O ingresso na vida universitária provoca alterações no comportamento alimentar13, e a exposição ao novo meio social pode trazer como consequência aumento da insatisfação corporal. Estudos têm sido realizados no sentido de avaliar a insatisfação com o corpo e também as atitudes alimentares inadequadas em universitários14-16, porém a associação da checagem corporal com essas variáveis ainda é pouco explorada pelos pesquisadores.
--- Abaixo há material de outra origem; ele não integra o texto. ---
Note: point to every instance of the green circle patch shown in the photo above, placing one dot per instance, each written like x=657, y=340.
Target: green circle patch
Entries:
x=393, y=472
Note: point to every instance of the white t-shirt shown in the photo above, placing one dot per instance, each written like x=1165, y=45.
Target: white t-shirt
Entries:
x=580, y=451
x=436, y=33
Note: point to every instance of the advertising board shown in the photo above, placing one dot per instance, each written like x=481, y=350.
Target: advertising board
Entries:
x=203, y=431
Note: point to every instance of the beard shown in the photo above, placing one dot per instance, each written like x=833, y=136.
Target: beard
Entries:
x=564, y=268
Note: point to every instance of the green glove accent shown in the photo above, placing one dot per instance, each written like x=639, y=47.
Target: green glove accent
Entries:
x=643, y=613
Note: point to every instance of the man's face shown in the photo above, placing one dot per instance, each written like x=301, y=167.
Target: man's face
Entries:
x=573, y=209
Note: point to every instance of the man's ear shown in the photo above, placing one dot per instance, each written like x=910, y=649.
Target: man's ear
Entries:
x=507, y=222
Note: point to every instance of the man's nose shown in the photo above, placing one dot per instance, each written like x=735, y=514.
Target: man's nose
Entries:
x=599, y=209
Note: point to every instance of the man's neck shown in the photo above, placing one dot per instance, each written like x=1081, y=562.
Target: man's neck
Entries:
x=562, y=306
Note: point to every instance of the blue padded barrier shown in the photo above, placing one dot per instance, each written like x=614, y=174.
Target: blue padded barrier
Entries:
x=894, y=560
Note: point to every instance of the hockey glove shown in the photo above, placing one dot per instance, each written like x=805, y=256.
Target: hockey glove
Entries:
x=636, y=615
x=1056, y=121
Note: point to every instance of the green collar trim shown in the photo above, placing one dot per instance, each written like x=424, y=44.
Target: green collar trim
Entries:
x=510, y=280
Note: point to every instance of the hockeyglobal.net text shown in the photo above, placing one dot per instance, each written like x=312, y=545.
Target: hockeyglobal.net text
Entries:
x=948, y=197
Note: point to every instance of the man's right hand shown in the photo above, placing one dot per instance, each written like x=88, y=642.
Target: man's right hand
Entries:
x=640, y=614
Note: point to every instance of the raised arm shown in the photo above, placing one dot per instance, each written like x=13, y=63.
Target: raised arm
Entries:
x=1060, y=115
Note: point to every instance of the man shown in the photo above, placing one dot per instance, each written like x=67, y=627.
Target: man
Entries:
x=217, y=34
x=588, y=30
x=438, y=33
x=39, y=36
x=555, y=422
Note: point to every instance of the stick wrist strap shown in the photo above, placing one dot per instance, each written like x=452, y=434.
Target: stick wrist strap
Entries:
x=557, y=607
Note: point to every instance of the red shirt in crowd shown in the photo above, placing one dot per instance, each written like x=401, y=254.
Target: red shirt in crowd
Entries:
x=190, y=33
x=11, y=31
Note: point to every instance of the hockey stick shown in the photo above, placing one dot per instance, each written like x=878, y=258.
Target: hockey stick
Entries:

Dessa forma, o presente estudo objetivou avaliar a checagem corporal, a atitude alimentar inadequada e a insatisfação corporal em universitários de ambos os sexos.
MÉTODOS
Amostra
Este estudo do tipo transversal foi desenvolvido com 587 universitários (276 mulheres e 311 homens), de diversos cursos de graduação (Ciências da Computação, Direito, Engenharia Civil, Engenharia Elétrica, Filosofia, Fisioterapia, Matemática, Medicina e Psicologia), da Universidade Federal de Juiz de Fora (UFJF). O cálculo da amostra foi baseado nas recomendações de Thomas et al.17, considerando um grau de confiança igual a 95%, erro máximo de estimativa de 5% e prevalência do fenômeno desconhecida, inferido, portanto, em um valor de 50%. O valor obtido, já corrigido para amostras finitas, foi de 378 indivíduos. Foram acrescidos 20%, para efeito de perda de amostra, obtendo-se um valor final igual a 454 indivíduos.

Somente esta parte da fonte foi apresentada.